A Guide for Motorola HCS12 Expanded Mode Bus-Design
The Motorola HCS12 family of micro-controllers was designed primarily for operation in Single-Chip mode. In Single-Chip mode all the peripherals are found either internally in the HCS12 silicon, or can be connected to the HCS12 through one of its serial interfaces like the SPI, SCI or IIC. In practice over 95% of HCS12 based designs use Single-Chip mode.
Despite the above, an increasing number of HCS12 applications need to access an external memory from the HCS12 CPU, by using the HCS12 in Expanded mode.

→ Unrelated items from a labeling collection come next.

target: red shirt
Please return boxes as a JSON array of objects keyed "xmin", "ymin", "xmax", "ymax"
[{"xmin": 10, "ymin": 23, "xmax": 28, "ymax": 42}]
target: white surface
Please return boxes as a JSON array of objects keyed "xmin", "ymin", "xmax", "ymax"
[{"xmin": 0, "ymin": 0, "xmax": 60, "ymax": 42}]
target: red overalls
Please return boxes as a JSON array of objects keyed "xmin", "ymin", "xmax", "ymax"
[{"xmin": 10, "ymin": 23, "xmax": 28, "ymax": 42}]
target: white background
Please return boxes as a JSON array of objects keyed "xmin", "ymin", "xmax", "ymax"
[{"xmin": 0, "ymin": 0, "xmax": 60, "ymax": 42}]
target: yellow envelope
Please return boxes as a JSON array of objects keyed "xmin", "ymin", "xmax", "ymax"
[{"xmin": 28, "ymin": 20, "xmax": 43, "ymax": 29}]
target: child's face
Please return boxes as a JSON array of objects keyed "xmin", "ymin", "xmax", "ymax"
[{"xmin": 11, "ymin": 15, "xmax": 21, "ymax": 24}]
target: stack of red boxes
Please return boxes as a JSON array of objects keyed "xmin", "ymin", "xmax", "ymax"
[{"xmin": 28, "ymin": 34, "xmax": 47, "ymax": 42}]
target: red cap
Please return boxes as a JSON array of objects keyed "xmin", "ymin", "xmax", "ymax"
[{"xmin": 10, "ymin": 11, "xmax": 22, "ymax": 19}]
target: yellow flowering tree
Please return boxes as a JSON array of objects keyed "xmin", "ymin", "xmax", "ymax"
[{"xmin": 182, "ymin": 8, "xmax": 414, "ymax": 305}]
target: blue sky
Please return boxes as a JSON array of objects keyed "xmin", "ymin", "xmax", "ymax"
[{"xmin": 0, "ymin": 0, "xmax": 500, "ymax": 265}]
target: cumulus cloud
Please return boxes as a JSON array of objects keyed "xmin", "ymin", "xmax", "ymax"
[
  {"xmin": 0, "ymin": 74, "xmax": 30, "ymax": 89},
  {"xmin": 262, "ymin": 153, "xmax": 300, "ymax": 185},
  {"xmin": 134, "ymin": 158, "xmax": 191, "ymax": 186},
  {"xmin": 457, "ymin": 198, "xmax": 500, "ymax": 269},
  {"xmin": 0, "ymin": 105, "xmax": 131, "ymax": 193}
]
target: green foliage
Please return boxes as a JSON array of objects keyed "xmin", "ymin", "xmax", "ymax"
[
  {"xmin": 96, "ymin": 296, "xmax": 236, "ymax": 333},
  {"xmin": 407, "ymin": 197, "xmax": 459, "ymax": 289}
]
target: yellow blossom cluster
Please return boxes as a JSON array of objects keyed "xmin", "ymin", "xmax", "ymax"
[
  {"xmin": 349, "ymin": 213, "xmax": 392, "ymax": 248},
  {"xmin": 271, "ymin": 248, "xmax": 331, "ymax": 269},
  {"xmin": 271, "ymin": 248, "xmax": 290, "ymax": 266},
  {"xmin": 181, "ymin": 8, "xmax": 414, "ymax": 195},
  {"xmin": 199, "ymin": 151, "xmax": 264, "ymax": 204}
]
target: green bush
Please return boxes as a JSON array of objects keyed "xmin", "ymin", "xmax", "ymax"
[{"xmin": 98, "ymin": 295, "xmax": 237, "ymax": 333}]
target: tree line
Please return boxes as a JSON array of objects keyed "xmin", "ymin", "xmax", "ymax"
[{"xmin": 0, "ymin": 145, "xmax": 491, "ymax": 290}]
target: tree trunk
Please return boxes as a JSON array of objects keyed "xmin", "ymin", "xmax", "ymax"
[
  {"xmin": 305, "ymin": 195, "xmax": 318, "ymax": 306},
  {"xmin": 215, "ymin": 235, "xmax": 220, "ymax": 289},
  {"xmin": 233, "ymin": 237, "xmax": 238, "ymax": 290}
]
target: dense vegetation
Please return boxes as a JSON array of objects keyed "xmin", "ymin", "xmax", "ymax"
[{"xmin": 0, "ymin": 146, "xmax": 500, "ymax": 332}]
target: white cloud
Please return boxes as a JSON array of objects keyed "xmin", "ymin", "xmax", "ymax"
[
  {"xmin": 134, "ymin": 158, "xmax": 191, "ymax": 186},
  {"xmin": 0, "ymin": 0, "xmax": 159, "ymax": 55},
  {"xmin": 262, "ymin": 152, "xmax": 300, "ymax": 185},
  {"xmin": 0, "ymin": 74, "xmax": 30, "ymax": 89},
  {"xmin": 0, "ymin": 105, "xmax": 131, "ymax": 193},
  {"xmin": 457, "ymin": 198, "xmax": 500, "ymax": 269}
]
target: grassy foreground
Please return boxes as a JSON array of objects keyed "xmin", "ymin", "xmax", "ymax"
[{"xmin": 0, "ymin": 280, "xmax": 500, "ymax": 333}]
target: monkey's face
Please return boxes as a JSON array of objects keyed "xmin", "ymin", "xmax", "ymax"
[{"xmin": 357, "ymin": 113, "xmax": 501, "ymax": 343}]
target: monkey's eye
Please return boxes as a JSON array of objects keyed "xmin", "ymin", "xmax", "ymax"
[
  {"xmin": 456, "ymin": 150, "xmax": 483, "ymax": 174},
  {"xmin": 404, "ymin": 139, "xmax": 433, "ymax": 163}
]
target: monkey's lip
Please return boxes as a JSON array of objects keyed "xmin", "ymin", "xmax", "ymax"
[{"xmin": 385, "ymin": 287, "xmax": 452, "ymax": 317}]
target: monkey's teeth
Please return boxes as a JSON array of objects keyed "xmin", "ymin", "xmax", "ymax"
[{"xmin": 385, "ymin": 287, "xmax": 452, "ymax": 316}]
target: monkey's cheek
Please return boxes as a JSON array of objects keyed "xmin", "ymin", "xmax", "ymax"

Since Motorola did not target the HCS12 family for extensive use in expanded modes, operation in this mode is not very easy to meet. In fact, the expanded bus of the HCS12 poses some significant obstacles from the hardware-design perspective. These obstacles need to be resolved in the board design stage (rather than in the board debugging stage) in order to allow proper operation of the HCS12 micro-controller with the expanded mode external components.
Chapter 1 of this guide explains the difficulties of designing reliable HCS12 expanded mode applications, and suggests how to resolve these difficulties. This chapter is general and can benefit all HCS12 Expanded Mode designers, including ones that don’t use the Nohau HCS12 emulator or BDM.
Chapter 2 explains how to connect an expanded-mode target to a Nohau HCS12 full- Emulator for debugging. Some aspects need to be considered to allow such connection, and are discussed in details in this chapter.